A new gathering of healthcare finance leaders will inform CFOs about strategies to improve their organization’s finances amid emerging threats to the bottom line.
The inaugural HFMA Financial Sustainability Summit, April 16-17 in Denver, will bring together more than 200 hospital and physician practice CFOs to learn and share strategies that can bolster financial strength in the face of new challenges.
Although the content for the senior executives who attend is strategic in nature, “Strategies that don’t have tactics are just hopes,” said Richard Gundling, senior vice president of healthcare financial practices for HFMA. “So, this gathering is about real-world strategies and how these leaders can implement them.”
Areas of focus for the meeting’s sessions will include:
- Building sustainable portfolios
- Improving workforce financial results
- Moving core functions to partnerships and outsourcing
- Creating and controlling an organization’s narrative
Attendees will explore those issues and more through combinations of presentations, roundtables and breakout discussions of the CFO attendees.
CFO panels will include finance leaders from high-profile organizations, including Trinity Health, Henry Ford Health System, UnityPoint Health, HCA Healthcare, SCL Health and BJC Healthcare. They will lead industry colleagues in sharing insights, reacting to the presentations and responding to attendee feedback.

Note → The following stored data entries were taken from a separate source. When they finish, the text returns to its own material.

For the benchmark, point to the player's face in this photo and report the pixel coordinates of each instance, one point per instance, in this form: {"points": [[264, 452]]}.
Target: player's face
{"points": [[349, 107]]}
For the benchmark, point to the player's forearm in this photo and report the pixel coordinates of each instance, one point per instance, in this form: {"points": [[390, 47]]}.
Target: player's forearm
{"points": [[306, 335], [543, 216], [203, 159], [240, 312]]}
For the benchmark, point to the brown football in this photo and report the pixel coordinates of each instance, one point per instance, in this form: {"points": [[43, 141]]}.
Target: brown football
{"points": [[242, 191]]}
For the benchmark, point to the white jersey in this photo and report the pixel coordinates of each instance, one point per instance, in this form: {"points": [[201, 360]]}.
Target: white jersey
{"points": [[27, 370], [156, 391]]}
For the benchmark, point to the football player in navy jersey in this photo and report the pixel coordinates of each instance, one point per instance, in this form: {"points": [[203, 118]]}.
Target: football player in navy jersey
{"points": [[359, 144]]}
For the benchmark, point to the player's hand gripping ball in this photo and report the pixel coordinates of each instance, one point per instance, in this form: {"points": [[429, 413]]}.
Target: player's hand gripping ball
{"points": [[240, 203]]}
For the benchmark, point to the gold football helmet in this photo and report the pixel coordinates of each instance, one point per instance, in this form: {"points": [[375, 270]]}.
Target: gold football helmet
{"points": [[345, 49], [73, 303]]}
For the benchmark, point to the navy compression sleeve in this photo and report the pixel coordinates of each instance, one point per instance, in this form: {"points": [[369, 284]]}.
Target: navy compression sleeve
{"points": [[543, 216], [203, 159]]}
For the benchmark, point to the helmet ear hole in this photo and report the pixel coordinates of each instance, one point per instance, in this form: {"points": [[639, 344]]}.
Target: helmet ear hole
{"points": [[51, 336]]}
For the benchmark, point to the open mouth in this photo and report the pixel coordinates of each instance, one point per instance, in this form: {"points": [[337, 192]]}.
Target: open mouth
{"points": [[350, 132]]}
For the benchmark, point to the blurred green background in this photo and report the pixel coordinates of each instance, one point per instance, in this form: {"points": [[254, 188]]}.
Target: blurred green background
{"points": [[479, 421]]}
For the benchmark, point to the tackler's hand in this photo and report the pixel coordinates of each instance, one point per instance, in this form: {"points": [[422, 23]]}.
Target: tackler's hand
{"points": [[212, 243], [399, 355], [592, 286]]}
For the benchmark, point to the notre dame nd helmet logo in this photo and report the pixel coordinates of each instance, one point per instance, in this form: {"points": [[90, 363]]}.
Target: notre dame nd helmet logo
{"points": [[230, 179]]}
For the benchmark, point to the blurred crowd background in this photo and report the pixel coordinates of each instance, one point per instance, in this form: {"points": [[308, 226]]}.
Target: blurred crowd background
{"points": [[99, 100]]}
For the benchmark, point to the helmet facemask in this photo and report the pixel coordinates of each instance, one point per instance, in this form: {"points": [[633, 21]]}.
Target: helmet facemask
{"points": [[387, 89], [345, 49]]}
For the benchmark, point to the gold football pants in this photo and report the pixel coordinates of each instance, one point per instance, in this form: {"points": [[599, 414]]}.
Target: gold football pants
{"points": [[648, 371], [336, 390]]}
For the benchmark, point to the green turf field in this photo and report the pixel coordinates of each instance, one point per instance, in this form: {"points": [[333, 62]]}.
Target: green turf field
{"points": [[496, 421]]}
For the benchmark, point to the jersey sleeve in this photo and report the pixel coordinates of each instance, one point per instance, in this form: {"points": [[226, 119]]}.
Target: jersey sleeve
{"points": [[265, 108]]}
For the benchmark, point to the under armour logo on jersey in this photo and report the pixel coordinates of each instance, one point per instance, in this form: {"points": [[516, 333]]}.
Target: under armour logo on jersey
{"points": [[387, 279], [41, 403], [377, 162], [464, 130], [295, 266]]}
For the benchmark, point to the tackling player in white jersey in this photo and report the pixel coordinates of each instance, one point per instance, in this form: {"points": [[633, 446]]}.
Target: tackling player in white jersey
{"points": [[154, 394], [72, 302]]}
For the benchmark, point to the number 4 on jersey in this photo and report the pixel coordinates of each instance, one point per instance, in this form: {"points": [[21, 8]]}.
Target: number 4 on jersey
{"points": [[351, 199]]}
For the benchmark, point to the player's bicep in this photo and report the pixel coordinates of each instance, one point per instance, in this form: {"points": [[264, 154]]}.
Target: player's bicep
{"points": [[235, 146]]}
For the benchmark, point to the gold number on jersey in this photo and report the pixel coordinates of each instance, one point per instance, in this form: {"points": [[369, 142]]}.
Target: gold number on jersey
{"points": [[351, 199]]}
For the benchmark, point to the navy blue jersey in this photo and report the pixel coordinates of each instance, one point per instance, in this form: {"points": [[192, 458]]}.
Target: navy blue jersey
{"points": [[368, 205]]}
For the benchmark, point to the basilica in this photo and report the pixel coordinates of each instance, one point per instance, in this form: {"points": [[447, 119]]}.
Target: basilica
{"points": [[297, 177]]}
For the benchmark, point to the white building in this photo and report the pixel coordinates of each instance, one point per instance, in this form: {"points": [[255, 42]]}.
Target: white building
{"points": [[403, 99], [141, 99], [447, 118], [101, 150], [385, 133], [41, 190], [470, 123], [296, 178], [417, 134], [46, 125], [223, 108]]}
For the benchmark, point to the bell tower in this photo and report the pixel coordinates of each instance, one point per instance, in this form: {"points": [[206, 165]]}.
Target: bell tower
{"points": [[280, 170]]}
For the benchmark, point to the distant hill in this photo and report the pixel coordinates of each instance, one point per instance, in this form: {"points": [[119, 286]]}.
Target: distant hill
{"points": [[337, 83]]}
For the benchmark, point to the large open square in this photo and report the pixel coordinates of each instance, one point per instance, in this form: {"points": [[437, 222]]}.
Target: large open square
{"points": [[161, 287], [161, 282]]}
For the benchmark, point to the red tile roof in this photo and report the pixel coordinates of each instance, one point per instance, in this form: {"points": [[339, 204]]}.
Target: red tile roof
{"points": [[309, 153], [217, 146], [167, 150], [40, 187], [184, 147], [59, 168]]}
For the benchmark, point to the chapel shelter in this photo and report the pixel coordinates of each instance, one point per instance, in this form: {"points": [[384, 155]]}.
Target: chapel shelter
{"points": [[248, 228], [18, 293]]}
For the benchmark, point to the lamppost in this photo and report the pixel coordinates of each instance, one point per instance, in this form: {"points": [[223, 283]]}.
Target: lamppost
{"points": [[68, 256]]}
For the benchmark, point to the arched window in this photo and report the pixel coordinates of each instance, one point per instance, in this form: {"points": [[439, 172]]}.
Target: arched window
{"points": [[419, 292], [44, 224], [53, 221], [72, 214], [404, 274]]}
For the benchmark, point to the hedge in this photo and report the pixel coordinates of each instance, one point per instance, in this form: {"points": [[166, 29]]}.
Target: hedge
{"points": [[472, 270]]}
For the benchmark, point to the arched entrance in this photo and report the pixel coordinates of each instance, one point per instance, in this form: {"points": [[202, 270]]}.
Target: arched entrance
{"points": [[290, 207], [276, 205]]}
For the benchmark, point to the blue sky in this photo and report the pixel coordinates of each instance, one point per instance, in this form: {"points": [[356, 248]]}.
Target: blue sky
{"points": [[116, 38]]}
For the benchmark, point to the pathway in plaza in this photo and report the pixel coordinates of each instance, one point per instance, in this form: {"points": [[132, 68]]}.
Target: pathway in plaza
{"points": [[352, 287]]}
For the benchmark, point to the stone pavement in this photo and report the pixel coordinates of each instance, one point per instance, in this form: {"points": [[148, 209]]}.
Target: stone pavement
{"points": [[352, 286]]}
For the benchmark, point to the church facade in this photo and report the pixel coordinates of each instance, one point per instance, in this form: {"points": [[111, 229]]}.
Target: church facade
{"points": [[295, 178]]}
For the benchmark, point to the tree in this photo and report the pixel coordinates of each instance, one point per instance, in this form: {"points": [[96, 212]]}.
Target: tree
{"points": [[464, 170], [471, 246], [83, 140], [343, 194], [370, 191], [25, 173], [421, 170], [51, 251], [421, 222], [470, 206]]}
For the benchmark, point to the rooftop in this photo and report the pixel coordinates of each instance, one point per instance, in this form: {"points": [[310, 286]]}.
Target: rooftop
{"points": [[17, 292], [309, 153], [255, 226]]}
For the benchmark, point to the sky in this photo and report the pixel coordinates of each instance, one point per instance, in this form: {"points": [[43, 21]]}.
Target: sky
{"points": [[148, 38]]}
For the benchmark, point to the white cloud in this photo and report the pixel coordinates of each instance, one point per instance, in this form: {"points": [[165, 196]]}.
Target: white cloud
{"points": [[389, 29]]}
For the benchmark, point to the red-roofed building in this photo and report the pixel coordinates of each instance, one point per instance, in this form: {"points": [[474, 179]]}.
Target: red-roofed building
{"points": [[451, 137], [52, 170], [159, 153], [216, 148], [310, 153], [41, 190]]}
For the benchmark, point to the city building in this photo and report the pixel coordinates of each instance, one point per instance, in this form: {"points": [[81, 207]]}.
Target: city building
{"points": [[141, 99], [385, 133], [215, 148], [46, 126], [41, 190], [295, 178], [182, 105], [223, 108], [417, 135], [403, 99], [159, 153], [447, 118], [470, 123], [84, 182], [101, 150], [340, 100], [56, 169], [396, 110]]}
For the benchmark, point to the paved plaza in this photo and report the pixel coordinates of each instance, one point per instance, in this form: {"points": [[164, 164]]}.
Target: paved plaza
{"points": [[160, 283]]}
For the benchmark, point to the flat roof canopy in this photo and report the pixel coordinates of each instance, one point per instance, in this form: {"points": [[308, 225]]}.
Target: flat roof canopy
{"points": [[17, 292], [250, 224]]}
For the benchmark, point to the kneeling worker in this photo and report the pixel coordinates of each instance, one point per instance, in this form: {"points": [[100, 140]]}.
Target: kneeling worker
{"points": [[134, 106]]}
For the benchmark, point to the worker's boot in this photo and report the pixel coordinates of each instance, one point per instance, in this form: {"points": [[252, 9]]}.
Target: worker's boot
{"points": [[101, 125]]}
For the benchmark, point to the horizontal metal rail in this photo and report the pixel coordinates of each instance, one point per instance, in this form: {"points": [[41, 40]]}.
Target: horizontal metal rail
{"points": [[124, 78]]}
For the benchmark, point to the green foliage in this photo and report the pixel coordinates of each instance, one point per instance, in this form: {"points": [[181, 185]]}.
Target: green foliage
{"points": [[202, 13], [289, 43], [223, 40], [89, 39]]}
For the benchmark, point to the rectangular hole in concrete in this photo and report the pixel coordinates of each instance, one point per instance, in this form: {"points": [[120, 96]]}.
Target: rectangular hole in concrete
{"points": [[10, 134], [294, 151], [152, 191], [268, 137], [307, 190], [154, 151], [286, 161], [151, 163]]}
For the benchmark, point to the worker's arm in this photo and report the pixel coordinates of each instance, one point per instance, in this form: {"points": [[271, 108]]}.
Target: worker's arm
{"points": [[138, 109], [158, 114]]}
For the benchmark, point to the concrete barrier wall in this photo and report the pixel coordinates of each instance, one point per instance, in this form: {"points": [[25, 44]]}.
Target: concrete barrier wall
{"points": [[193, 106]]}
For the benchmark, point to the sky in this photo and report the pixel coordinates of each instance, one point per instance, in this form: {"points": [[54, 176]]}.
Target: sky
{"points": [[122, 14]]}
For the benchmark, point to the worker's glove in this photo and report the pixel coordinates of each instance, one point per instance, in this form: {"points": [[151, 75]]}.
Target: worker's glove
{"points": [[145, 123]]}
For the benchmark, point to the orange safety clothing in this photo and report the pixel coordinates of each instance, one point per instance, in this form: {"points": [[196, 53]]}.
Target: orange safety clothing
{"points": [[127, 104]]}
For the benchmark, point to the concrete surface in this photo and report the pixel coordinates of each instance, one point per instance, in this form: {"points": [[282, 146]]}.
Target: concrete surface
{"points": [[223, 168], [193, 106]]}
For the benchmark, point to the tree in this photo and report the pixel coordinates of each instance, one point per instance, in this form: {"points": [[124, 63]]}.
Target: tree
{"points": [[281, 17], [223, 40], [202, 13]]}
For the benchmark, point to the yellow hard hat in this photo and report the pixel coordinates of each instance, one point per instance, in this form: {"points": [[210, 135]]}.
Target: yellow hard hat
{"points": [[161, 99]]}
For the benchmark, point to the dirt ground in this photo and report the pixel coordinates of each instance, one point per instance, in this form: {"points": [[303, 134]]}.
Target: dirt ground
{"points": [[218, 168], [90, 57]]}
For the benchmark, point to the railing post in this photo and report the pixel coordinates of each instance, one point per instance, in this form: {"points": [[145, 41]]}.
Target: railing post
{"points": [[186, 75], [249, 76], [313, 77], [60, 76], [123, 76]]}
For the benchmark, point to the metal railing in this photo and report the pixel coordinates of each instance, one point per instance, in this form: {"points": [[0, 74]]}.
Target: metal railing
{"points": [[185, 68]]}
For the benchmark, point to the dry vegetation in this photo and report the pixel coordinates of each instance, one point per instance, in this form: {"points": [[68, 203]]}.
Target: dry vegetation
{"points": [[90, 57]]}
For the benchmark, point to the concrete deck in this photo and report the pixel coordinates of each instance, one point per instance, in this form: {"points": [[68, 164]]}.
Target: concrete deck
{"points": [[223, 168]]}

Among the presentations, Chris Coburn, chief innovation officer for Partners HealthCare System and president of Partners HealthCare International, will deliver a keynote address. Coburn, who leads Partners’ innovation investments, will discuss successful efforts to secure new revenue streams and describe research on how other health systems can do the same.
William B. Rutherford, CFO and executive vice president for HCA Healthcare, will discuss keys to build a strong financial foundation to allow for more resilience should the market change. Those keys include internal controls, workforce development, regulatory compliance and capital deployment.
Additionally, he plans to discuss how to grow top-line revenue through capital investment, diversification of provider networks, expansion of geography and acquisition.
Why the summit is needed now
The need to address financial sustainability has increased as the industry grapples with emerging trends and outside pressures. Financial sustainability pressures on healthcare organizations have increased, Gundling said, due to issues around affordability and transparency, rising healthcare costs — including labor costs — and the need to meet the value proposition sought by public and private payers.
Value-related pressures stem from demands by employers for accountability for outcomes, the Trump administration’s continued value push, and tightening margins as noted by rating agencies, Gundling said.
“It’s an indicator that the current environment is not sustainable,” Gundling said. “So, you have to transform yourself into what is sustainable.”
Changing financial situations call for solutions
Many hospitals and health systems enjoy stable and rich margins, but those organizations increasingly are a minority, said Lisa O’Connor, RN, a senior managing director in the Health Solutions segment of FTI Consulting, a sponsor of the meeting.
“Even in organizations with healthy margins, factors influencing those margins are elements that CFOs know are going to change or even erode over time,” O’Connor said.
The Financial Sustainability Summit aims to provide real-world lessons and insights for two types of hospitals and health systems:
- Hospitals that have significant margin erosion or are losing money and face a significant need for a turnaround
- Organizations that have a positive margin but are concerned about margin erosion or that need to strengthen a part of their business to offset a weakening part
“I don’t think that hospitals and health systems will ever be in a place where financial sustainability is not something that should be actively managed,” O’Connor said. “But the urgency with which they have to manage it can vary.”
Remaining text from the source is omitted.